No, Claude subscription tokens are not cheaper than the Deepseek API. You are dead wrong on that.

My 7-day stats from the codeburn tool: $2,123.26 cost, 11,370 calls, 333 sessions, 96.7% cache hit. Breakdown: 4.5M in, 18.1M out, 2,084.9M cached, 66.6M written.

I spent $2,000 in tokens on my $200/month subscription in just one week. This also excludes heavy usage of Cowork and Claude Design.

Claude estimated that the same usage on DeepSeek Pro API would cost me $200 for the week. A month averages 4 weeks, so I can estimate that Claude is 4x cheaper than DeepSeek for me.
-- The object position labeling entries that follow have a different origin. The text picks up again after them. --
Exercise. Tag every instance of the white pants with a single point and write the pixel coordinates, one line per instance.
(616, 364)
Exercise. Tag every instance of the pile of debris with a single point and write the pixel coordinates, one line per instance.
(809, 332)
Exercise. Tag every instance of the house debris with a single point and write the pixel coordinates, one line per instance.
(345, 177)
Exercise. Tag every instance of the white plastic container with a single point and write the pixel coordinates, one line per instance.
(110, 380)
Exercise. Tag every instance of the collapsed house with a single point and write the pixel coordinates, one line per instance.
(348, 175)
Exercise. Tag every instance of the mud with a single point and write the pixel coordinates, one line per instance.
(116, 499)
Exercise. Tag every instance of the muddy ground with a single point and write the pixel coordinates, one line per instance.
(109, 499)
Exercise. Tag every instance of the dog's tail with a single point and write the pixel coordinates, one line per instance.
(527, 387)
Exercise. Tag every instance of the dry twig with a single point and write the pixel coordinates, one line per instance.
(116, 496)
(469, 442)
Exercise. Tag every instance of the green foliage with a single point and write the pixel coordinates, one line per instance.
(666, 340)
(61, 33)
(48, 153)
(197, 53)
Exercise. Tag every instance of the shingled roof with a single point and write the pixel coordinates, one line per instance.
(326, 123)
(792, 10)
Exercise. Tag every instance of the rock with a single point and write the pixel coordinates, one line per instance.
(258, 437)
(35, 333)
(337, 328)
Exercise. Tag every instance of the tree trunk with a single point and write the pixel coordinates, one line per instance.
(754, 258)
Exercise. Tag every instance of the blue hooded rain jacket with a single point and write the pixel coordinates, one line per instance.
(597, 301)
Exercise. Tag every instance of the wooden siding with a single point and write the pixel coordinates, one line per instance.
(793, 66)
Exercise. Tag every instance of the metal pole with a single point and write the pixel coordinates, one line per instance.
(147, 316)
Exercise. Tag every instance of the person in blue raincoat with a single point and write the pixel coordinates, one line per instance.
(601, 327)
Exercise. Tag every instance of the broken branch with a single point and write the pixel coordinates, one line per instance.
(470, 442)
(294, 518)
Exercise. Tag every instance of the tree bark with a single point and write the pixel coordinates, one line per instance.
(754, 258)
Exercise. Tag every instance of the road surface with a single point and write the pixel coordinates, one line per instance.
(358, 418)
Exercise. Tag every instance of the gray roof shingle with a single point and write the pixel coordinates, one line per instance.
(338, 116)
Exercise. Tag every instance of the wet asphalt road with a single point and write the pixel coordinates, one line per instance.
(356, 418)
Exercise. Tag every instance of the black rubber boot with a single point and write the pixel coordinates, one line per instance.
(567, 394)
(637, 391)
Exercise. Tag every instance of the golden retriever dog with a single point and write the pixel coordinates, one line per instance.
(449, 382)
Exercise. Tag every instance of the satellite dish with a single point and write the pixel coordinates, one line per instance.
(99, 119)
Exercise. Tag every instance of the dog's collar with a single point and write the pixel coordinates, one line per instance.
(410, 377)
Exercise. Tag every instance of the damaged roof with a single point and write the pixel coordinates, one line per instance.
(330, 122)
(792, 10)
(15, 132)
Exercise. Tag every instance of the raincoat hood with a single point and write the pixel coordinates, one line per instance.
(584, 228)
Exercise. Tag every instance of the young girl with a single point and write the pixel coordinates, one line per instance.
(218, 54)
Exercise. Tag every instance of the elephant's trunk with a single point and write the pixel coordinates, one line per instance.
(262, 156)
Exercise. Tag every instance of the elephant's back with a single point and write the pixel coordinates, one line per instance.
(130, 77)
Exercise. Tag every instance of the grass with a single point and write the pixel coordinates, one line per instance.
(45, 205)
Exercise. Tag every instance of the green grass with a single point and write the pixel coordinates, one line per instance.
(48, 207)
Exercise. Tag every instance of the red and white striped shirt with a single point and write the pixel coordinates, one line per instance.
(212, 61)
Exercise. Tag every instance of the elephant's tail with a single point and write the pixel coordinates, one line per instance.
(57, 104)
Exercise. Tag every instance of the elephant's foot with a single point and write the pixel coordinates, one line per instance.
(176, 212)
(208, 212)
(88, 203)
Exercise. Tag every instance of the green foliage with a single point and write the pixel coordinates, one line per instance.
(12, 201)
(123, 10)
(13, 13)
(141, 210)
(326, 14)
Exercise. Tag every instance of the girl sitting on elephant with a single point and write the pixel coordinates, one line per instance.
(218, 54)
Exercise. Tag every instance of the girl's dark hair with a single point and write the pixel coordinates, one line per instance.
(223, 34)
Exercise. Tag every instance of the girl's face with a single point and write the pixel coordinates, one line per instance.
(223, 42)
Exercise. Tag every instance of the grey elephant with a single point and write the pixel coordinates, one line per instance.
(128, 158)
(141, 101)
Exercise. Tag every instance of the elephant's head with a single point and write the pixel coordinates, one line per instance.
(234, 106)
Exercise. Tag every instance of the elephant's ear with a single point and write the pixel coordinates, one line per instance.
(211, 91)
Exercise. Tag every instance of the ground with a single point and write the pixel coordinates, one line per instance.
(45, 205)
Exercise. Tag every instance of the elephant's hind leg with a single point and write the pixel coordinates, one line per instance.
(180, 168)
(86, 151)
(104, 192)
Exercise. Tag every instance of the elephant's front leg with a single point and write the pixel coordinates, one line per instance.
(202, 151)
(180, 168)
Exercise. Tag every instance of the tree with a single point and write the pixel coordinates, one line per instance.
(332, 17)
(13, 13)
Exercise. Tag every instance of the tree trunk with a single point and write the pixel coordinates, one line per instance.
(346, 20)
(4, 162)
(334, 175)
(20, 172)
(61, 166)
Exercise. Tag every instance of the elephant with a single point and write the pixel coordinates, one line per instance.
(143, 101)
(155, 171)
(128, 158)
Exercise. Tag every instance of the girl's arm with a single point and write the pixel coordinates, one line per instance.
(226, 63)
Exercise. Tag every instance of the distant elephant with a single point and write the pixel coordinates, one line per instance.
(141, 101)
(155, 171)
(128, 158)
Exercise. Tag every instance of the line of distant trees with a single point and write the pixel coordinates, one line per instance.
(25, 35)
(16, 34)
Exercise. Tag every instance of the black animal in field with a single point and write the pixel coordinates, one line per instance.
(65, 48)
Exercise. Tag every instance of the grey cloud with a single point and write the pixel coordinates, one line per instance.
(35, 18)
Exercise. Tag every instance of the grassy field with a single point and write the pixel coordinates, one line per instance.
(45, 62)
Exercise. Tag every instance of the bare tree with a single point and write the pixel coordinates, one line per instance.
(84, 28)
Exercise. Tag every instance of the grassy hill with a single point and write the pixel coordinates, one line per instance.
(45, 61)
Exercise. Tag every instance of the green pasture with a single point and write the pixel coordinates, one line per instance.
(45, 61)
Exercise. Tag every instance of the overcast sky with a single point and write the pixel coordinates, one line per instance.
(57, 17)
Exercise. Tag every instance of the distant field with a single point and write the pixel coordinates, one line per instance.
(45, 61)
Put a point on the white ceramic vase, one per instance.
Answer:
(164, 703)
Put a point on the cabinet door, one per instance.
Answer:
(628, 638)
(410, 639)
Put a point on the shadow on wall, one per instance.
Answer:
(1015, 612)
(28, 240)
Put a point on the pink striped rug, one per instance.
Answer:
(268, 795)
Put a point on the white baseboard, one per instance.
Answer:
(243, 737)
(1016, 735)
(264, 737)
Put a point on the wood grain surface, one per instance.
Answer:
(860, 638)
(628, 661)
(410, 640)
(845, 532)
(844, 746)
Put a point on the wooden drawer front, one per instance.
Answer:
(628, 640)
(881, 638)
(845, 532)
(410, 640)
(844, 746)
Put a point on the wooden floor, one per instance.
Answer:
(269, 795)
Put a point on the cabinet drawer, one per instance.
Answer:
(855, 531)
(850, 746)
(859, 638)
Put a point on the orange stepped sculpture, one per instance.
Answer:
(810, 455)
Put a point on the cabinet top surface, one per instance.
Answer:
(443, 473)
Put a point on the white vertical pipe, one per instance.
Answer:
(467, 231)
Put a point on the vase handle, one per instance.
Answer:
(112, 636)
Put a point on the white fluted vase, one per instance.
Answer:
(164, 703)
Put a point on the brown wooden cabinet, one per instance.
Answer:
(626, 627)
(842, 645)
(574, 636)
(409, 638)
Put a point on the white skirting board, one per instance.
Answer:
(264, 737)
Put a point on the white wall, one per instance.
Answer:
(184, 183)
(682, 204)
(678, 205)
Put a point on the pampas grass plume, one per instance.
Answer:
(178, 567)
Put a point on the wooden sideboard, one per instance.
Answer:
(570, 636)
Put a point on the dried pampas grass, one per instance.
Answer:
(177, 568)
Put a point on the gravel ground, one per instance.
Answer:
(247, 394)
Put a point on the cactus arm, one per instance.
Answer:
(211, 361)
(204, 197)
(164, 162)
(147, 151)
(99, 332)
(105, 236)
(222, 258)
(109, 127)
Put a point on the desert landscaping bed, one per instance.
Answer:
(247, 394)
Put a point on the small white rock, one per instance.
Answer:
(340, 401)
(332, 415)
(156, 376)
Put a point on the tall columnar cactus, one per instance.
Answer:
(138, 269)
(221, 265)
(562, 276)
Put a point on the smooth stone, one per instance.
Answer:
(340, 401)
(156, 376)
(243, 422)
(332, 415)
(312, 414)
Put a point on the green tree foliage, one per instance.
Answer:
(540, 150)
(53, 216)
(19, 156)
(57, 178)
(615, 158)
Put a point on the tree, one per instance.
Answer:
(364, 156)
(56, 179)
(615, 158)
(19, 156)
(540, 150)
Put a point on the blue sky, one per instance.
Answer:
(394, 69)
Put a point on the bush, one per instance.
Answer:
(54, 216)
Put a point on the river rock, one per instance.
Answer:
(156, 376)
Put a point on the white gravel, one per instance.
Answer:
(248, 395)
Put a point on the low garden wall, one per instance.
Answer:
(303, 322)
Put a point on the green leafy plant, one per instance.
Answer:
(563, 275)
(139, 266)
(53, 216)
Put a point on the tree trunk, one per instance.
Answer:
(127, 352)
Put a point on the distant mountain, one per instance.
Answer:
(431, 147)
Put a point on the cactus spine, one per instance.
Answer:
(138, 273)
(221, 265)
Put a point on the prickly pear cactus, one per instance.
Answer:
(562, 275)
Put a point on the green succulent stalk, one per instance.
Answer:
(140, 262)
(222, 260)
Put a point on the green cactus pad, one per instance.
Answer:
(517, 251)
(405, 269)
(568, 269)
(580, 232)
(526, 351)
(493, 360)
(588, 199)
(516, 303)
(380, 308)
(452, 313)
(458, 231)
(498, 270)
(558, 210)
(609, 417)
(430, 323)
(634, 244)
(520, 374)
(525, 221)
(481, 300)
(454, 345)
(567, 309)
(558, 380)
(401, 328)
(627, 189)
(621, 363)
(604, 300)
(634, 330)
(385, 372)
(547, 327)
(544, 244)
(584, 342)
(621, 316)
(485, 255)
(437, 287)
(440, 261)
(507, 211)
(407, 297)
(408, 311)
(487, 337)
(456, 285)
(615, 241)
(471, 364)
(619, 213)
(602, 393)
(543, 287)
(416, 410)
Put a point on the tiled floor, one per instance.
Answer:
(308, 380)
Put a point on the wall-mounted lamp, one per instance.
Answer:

What are you basic your opinion ?

I just built a pretty complicated OSV (Open Source Vulnerabilities) data pipeline, 731 lines of code (excluding comments), DuckDB, etc. for $0.31 in Reasonix. According to Reasonix, I'm averaging 97.90% cached tokens (which are like an order of magnitude cheaper than non-cached). If I worked eight hours every day, at that rate, I'd be spending about $2 to $3 a day. So...yeah, DeepSeek is cheaper, but not, like crazily cheaper than the $100 plan from Anthropic, where I rarely run out of tokens. But, Anthropic and OpenAI are pushing people toward usage-based billing rather than flat rate subscriptions. The free lunch from the big guys is coming to an end, I suspect, at which point, spending $50-$75 a month with DeepSeek begins to seem like a good option.

There are also a bunch of things where the API is the only reasonable way to make use of a model, and DeepSeek makes that easy and cheap, none of the US vendors do. It's extremely expensive to use Anthropic and OpenAI APIs. I'm always trying to find places I can replace Opus API usage with DeepSeek or MiMo or even GLM (though, so far, GLM is also a bit pricey, I guess their coding plans provide API access and make it cheaper, so that might be an option).